Untuk itu, kata Pane, Lembaga Perlindungan Saksi dan Korban (LPSK) perlu melindungi Vannesa agar mau membongkar jaringan prostitusi online yang diduga melibatkan banyak pihak, mulai dari pengusaha, pejabat, dan oknum aparatur keamanan, termasuk perputaran uang di dalam bisnis haram itu.
Jika tidak segera dilindungi, IPW khawatir, Vannesa akan diteror, dikriminalisasi, dan bukan mustahil "dihabisi", mengingat sekarang saja Vannesa sudah tiga kali dilarikan ke rumah sakit, kata Pane dalam siaran persnya, Jumat.
Berkaitan dengan itu IPW mendesak LPSK segera melindungi Vannesa, begitu juga Komisi Nasional Perempuan, karena pihaknya mendapat informasi selama ditahanan Polda Jatim, Vannesa kerap diteror oknum tertentu hingga dia tertekan dan berniat bunuh diri, ungkap Pane.
IPW menduga Vannesa mengetahui jaringan besar prostitusi online yang melibatkan banyak tokoh, termasuk adanya penyanyi terkenal yang bertarif Rp300 juta sekali order.
Semula Polda Jatim sempat mengumumkan dan memaparkan foto-foto sejumlah wanita cantik dan artis yang dituding terlibat prostitusi online.
Sikap Polda Jatim ini sempat dikecam Kowani ke Mabes Polri hingga Mabes Polri mengeluarkan teguran ke Polda Jatim akibat prilakunya yang mengabaikan asas praduga tak bersalah tersebut.
Dan terbukti foto-foto wanita yang dipaparkan Polda Jatim itu sebagai artis yang terlibat prostitusi online, tidak ada satu pun yang diusut hingga kini, termasuk penyanyi terkenal yang bertarif Rp300 juta per malam, katanya.

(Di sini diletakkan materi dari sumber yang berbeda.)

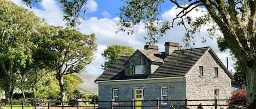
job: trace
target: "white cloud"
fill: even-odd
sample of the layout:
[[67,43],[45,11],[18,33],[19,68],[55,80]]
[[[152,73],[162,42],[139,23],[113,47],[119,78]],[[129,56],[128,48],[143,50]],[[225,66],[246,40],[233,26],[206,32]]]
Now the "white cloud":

Apakah Polda Jatim sekadar menebar kabar bohong dan hoax atau hanya untuk mencari sensasi dan pencitraan, ini menjadi tanda tanya. Kenapa Polda Jatim hanya memburu Vannesa dan cenderung melindungi artis yang lain. Apakah karena Vannesa tahu banyak, tentang siapa saja oknum pejabat dan oknum kepolisian yang jadi konsumen dalam prostitusi online ini, kata Pane.

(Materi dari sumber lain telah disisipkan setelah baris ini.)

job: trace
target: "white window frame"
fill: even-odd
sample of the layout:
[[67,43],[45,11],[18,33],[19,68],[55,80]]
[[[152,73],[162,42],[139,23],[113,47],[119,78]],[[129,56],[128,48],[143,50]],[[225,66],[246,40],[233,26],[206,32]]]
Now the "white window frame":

IPW menyesalkan, dalam kasus pemberantasan perdagangan perempuan, terutama prostitusi online, Polda Jatim sebagai aparatur negara lebih cenderung memunculkan sensasi untuk menciptakan pencitraan, ketimbang mengusutnya secara tuntas atau menyelesaikan akar masalah kasus ini.
Bahkan dalam kasus Vannesa, katanya, artis ini dikriminalisasi dengan UU ITE Pasal 27 ayat 1, dengan ancam hukuman penjara selama 6 tahun, sementara sang mucikari yang menyebarkan foto Vannesa tidak dikenakan UU ITE Pasal 27 ayat 1.
Sejak awal Polda Jatim sudah memperlakukan Vannesa sedemikian rupa, padahal posisinya saat itu baru sebagai saksi, sementara lelaki konsumennya dan puluhan artis lain yang sempat ditunjukkan Polda Jatim fotonya di dalam jumpa pers, kini disembunyikan dengan rapi. Ada apa dengan Polda Jatim, kata Pane. (*)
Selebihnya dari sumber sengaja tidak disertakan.